Partira, partira pas. Finalement, le film « Timbuktu » du réalisateur franco-mauritanien Abderrahmane Sissako est parti à la 24e édition du Festival panafricain du cinéma et de la télévision de Ouagadougou. Il a été projeté hier 5 mars dans une salle de ciné Burkina qui a refusé du monde. Quelles sont les dispositifs sécuritaires qui ont été mises en place pour permettre aux cinéphiles de suivre en toute quiétude le film ? Quelle a été l’ambiance qui a régné au dehors et à l’intérieur de la salle ? Comment le film a été accueilli par les cinéphiles ? Embarquons pour Timbuktu ou du moins pour le ciné Burkina.

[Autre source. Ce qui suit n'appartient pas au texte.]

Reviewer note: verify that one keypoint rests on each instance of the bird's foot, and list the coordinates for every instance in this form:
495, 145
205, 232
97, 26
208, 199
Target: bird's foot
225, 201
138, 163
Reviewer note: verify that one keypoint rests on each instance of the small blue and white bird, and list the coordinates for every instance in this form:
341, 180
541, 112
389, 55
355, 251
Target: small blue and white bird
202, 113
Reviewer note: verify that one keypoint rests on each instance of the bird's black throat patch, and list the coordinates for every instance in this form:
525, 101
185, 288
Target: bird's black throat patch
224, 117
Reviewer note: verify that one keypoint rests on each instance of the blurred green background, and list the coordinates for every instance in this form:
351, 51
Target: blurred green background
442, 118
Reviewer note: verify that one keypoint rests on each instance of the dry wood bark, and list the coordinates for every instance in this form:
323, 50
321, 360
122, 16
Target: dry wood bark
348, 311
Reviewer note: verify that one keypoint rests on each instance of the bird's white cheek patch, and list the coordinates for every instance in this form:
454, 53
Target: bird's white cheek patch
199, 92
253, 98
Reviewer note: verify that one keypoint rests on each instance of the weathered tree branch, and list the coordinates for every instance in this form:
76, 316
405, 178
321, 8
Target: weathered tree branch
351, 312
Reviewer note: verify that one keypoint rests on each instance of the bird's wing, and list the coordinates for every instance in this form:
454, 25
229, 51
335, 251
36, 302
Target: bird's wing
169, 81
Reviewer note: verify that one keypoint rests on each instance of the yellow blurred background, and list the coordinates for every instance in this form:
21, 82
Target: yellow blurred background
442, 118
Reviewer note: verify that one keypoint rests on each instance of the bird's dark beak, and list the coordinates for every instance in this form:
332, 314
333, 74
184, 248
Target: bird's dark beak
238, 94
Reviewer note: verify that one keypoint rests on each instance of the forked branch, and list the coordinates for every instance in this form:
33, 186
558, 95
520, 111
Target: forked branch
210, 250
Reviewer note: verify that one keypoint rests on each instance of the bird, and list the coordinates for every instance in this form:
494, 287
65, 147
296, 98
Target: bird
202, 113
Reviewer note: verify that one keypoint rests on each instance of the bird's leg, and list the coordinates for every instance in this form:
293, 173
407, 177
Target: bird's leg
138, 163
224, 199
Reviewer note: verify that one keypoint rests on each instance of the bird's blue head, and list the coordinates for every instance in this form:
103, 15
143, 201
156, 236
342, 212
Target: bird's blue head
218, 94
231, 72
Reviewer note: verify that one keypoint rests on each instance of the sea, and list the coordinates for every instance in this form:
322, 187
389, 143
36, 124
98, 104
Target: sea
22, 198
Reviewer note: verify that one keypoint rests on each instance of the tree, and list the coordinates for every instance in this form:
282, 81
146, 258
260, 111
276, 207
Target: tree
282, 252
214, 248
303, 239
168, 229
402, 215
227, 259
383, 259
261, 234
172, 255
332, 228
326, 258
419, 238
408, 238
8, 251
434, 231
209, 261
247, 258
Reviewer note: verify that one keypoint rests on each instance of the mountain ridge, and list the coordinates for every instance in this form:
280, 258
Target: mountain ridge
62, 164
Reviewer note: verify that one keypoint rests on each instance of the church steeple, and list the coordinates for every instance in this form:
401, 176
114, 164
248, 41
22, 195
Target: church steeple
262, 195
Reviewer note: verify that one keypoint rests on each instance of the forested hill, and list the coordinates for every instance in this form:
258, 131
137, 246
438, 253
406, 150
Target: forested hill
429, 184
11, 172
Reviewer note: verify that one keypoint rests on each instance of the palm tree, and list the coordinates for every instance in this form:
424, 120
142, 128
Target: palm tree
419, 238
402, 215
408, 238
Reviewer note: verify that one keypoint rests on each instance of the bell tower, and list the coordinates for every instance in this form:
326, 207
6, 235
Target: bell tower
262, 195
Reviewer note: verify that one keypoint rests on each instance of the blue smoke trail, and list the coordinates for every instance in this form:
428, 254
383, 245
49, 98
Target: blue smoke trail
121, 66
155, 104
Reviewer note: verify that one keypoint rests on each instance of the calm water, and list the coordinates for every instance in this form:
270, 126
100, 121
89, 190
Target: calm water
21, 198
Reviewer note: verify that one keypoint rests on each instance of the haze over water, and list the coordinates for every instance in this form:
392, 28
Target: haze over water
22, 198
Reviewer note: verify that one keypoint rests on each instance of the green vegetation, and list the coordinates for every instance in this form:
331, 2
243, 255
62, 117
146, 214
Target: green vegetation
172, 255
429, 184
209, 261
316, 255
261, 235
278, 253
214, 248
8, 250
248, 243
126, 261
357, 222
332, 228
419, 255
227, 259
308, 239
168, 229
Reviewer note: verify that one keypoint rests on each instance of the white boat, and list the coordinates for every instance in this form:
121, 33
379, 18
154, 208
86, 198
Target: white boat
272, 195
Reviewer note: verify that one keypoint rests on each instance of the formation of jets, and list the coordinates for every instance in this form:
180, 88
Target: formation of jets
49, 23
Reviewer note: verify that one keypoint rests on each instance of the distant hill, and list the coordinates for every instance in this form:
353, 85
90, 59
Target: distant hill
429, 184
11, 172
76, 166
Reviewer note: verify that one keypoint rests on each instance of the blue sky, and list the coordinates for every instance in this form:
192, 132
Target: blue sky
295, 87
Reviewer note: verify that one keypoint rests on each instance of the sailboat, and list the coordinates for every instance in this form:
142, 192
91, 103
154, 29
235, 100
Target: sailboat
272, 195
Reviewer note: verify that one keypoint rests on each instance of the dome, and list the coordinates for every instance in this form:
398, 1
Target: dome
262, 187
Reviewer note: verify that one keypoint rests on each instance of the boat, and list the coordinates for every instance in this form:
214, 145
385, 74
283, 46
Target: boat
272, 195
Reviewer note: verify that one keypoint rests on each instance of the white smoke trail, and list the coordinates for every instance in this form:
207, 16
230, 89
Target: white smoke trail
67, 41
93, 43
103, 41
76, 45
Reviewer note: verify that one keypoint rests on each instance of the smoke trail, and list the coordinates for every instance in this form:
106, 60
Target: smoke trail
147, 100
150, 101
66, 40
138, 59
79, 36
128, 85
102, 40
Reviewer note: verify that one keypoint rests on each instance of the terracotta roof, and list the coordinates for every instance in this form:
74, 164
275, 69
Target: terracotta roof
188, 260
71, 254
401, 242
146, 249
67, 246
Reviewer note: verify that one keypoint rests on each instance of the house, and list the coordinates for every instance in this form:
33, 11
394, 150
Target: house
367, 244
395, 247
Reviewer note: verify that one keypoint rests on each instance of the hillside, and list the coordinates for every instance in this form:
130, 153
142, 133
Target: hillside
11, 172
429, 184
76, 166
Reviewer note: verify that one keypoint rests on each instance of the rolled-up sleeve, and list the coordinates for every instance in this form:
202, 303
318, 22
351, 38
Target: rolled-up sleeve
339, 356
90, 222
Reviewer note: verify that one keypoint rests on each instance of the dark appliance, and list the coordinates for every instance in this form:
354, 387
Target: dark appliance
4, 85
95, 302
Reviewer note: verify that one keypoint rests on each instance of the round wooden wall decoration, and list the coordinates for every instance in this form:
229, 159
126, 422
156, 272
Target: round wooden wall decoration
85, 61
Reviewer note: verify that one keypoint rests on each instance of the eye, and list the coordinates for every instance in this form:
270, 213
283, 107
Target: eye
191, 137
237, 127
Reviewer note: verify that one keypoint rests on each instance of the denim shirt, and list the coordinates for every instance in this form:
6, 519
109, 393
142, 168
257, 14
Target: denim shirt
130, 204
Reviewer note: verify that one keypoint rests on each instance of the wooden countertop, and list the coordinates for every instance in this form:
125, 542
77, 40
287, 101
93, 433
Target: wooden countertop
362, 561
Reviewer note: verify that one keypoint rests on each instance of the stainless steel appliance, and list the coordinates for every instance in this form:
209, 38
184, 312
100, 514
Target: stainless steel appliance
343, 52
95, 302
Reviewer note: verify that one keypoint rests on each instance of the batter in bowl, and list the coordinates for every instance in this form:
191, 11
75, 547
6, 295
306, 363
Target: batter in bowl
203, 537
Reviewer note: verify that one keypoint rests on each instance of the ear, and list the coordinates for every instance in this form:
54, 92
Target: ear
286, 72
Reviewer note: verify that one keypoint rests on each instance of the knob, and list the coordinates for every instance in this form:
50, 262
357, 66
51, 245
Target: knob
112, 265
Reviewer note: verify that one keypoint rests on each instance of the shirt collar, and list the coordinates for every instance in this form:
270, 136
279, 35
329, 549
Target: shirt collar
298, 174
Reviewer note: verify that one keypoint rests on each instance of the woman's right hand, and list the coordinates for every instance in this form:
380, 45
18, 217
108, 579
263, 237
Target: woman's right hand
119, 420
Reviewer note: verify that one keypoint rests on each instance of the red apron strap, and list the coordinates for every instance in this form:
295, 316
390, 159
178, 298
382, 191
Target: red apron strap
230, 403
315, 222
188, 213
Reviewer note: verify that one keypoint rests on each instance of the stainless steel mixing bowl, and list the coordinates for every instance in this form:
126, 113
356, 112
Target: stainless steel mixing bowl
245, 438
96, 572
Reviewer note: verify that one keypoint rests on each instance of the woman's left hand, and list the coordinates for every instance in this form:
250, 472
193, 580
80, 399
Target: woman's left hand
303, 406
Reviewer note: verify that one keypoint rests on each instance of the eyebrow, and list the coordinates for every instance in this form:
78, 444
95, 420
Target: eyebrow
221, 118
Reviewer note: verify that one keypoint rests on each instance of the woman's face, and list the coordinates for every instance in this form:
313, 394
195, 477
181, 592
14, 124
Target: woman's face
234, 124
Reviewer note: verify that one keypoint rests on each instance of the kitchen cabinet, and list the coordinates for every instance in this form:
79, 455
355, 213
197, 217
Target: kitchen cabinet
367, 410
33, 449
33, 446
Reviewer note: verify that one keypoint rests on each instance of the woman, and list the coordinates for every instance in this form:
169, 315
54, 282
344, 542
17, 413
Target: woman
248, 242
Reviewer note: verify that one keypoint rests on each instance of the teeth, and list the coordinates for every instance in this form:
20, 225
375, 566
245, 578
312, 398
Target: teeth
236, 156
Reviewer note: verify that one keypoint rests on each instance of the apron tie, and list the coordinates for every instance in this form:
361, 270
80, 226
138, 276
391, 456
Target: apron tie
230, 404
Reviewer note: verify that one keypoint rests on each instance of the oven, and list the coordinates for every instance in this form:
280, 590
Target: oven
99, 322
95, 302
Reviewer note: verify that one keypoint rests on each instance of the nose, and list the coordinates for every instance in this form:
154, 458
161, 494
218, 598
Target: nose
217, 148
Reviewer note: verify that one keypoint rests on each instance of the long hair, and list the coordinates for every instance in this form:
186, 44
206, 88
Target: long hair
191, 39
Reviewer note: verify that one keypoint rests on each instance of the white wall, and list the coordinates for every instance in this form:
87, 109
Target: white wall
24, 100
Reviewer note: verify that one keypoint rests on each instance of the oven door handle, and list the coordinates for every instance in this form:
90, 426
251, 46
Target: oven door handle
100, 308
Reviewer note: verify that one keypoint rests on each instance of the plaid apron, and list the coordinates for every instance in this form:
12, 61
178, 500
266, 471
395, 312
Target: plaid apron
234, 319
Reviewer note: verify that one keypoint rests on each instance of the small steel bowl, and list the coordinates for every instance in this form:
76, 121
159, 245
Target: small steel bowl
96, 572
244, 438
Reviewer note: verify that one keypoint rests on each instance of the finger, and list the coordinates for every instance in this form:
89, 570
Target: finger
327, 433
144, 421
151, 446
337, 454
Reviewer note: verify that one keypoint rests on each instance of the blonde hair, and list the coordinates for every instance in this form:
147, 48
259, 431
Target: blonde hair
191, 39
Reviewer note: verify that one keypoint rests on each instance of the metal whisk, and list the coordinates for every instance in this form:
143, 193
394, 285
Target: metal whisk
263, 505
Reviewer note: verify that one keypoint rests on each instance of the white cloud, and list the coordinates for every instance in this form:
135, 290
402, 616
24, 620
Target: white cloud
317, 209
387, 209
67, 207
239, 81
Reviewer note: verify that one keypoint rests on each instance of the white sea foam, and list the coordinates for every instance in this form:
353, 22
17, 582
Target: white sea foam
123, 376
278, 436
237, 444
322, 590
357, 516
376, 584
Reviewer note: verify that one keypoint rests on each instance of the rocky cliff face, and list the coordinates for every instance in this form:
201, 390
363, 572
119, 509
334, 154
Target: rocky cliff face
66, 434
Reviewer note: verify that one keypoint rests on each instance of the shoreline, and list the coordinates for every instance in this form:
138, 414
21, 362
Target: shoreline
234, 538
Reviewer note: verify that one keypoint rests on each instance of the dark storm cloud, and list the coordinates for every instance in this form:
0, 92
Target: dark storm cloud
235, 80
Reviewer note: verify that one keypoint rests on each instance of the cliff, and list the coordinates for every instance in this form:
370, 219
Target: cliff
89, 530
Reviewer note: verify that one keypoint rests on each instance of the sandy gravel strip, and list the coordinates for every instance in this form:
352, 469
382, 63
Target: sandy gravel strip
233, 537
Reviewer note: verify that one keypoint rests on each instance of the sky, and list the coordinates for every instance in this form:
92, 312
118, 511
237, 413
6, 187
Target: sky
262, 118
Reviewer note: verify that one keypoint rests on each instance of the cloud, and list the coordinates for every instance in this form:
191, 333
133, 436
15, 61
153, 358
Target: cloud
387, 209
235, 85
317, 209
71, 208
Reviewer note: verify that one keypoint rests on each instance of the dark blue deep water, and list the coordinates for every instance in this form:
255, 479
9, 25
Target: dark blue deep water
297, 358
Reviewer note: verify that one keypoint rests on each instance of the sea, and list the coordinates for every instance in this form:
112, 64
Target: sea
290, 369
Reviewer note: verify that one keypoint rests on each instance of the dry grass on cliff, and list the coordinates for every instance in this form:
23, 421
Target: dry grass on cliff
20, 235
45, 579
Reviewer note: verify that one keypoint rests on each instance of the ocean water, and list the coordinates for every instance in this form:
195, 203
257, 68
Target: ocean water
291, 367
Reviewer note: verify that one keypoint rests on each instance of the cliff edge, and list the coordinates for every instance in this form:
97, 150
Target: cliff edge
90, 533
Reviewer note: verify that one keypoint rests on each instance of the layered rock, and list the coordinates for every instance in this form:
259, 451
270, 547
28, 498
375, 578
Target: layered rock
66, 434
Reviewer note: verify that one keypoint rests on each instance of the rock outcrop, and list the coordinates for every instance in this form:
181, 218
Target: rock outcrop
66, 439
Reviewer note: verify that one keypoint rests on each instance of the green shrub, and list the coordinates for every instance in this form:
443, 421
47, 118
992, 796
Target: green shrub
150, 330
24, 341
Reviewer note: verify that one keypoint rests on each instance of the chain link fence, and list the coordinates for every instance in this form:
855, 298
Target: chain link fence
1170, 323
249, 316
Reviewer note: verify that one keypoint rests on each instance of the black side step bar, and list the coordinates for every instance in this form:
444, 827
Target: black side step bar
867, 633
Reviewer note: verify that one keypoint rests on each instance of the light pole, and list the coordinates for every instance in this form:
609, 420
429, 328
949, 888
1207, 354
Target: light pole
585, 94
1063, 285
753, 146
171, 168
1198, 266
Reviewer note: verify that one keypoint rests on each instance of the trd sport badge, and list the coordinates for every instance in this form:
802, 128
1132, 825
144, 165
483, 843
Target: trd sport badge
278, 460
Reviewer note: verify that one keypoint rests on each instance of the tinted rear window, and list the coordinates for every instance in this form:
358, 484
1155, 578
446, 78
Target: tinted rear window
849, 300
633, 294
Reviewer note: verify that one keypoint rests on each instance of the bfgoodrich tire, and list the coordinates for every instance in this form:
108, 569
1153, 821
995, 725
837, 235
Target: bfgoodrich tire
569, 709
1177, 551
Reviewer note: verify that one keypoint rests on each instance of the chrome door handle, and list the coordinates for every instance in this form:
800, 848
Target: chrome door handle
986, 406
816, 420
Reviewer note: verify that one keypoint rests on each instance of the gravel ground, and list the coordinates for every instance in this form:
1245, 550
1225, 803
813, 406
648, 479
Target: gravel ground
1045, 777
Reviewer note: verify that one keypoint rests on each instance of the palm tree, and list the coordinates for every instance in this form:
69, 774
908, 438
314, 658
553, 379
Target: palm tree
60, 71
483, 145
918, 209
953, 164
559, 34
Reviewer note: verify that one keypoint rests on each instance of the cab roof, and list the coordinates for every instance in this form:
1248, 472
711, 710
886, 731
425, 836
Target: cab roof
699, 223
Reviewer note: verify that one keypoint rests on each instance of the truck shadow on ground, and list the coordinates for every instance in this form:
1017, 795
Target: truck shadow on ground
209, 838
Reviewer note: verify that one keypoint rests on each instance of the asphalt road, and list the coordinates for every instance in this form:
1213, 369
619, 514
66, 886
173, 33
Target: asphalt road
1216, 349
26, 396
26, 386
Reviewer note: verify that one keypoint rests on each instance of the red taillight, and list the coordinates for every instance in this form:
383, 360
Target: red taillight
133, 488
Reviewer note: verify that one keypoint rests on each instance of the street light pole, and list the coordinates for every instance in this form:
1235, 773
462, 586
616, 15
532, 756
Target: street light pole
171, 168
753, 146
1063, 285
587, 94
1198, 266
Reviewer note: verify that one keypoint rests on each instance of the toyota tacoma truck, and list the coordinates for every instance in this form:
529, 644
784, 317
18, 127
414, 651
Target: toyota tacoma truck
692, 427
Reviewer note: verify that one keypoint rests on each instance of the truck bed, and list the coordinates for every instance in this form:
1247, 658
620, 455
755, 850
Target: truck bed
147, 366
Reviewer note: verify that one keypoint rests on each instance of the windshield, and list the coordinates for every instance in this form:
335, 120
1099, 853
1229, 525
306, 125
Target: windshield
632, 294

« Avec les risques d’attentats qui ont été révélés sur la projection de ce film, je voudrais bien aller suivre le film mais je préfère rester chez moi » nous disait un de nos confrères. Tout comme lui, ils étaient nombreux ces cinéphiles qui avaient peur de ce qui adviendra le jour de la projection du film Timbuktu. Si certains ont préféré rester à la maison pour éviter un éventuel attentat, d’autres n’ont pour rien au monde, voulu rater de suivre en exclusivité ce film qui a fait tant de bruits. 18h30 ; c’est l’heure à laquelle le film devait être projeté au ciné Burkina après le film « Cellule 512 » du réalisateur burkinabè Missa Hébié. Sachant que la salle de ciné refusera du monde, presque tous les festivaliers ont pris d’assaut le ciné Burkina aux environs de 15h avec pour stratégie de suivre le film de Missa Hébié et resté sur leur place pour suivre « Timbuktu ».
Et comme il fallait s’y attendre, une très grande disposition sécuritaire a été mise en place tout comme dans toutes les salles de ciné depuis le début de l’édition 2015 du FESPACO. Les sacs sont minutieusement fouillés et les festivaliers doivent nécessairement passés sous le scanner pour avoir accès à la salle. A 15h30 déjà la salle était pleine. « Il n y a plus de places, ne laissez plus les gens rentrer » a lancé un des membres de sécurité. « Nous sommes les plus chanceux. J’étais obligé de venir à 14h pour avoir la place » nous a confié tout joyeux notre voisin. Contrairement à lui, ils étaient nombreux ceux- là qui n’ont pas pu avoir accès à la salle. Ces derniers se sont mis juste à côté pour espérer voir certaines personnes sortir après le premier film pour tenter leur chance.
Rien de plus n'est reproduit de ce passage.